19.5 Software Support
☑ Server operating system security patches
☐ BAS application software updates and security patches
☐ Controller firmware updates
☐ Graphics changes (limited hours per month)
☐ Schedule and alarm adjustments (limited hours per month)
☐ Trend log additions (limited hours per month)
☐ Annual cybersecurity review
20 Spare Parts
☑ 10% spare hardware I/O modules of each type installed
☐ One spare controller of each model installed
☐ One spare power supply of each type installed
☐ One spare network switch of each model installed
☐ Five spare space temperature sensors
☐ Two spare humidity sensors of each type installed
☐ Two spare CO2 sensors of each type installed
☐ One spare damper actuator of each size installed
☐ One spare valve actuator of each size installed
20.1 Spare parts shall be of the same model and firmware revision as the installed equipment.
20.2 Spare controllers shall be retained in original packaging with documented storage conditions.
NOTE Long-term storage of unused controllers in damp or hot conditions degrades electrolytic capacitors and battery-backed memory and shortens the spare's useful service life. (20.3)

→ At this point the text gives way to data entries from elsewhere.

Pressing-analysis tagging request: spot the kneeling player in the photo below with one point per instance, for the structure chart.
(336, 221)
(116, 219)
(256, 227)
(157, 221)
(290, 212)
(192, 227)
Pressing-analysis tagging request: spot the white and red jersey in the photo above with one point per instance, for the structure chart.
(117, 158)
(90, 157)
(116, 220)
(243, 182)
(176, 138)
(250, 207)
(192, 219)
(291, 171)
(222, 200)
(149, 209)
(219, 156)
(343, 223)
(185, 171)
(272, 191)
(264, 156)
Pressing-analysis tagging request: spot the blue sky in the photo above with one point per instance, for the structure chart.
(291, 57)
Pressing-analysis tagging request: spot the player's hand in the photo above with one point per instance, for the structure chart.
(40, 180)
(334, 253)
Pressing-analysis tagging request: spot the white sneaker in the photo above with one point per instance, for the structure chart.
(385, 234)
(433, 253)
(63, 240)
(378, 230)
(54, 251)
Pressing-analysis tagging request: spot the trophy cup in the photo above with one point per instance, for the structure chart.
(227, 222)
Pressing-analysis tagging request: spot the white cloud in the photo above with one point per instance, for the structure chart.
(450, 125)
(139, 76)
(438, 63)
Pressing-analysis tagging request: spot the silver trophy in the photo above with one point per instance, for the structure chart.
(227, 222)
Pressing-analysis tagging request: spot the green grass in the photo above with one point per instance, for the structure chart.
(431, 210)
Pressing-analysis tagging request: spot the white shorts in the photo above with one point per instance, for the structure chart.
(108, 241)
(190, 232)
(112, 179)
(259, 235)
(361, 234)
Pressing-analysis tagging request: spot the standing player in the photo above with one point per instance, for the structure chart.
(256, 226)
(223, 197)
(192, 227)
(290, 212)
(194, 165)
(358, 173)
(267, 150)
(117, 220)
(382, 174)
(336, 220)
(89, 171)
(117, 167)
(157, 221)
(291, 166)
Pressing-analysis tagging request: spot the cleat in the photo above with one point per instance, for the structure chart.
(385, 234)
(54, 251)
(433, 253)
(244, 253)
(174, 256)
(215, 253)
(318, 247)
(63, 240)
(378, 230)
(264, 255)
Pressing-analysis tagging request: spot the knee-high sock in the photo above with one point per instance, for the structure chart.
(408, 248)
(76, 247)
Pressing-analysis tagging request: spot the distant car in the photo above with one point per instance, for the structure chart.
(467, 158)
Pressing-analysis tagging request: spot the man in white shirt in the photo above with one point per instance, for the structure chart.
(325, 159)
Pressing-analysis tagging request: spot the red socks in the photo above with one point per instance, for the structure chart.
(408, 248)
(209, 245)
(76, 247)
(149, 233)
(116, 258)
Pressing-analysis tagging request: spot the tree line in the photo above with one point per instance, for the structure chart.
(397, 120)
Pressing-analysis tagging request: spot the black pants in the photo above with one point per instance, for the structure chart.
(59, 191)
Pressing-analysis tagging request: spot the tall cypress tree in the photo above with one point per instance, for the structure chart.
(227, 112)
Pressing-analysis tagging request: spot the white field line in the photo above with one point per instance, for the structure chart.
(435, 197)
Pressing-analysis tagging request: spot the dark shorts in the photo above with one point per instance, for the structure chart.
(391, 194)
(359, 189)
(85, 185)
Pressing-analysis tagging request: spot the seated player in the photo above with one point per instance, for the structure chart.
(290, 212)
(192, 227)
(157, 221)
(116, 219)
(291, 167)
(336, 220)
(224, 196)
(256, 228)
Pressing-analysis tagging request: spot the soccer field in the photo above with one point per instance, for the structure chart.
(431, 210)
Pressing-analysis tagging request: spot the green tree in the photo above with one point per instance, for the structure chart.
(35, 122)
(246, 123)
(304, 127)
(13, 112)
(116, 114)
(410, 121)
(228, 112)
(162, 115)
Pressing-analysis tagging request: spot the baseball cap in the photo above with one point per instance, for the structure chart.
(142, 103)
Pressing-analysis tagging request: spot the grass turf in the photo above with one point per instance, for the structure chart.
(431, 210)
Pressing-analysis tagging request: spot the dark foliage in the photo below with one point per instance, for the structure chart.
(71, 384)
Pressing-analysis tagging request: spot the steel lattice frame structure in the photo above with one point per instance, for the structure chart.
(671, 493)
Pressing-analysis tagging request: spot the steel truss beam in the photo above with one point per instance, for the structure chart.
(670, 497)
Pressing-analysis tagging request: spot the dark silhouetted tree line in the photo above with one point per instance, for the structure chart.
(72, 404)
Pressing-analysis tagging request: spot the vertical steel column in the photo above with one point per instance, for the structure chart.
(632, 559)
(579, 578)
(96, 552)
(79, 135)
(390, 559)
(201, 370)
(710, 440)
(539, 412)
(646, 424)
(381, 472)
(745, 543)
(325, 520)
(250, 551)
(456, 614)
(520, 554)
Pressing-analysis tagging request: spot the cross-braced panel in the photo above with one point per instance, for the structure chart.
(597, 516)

21 Identification and Labeling
21.1 Each controller panel shall include a permanent nameplate identifying the panel by its BAS designation, the equipment or zone it serves, the supervisory controller it reports to, and an emergency contact for service.
21.2 Inside each panel door, a current single-line diagram and point schedule shall be permanently mounted in a clear pocket.
21.3 The point schedule shall be updated whenever the panel is modified.
21.4 All BAS network cables — BACnet/IP copper, BACnet/IP fiber, MS/TP cable, Modbus cable — shall be labeled at every termination with cable type, source, and destination.
21.5 Field sensor and actuator cables shall be labeled at the controller termination with the point name as it appears in the BAS database.
NOTE Cable labeling at the controller termination shortens the most common BAS troubleshooting task — finding the cable that connects to a given point — from minutes to seconds. (21.6)
21.7 A laminated system overview drawing shall be permanently mounted in the main mechanical room or the BAS operator workstation room, showing the supervisory network topology, the location of each controller panel, and the contact information for the controls contractor and the manufacturer's technical support organization.
21.8 This drawing shall be updated at any system change and shall remain current throughout the service life of the system.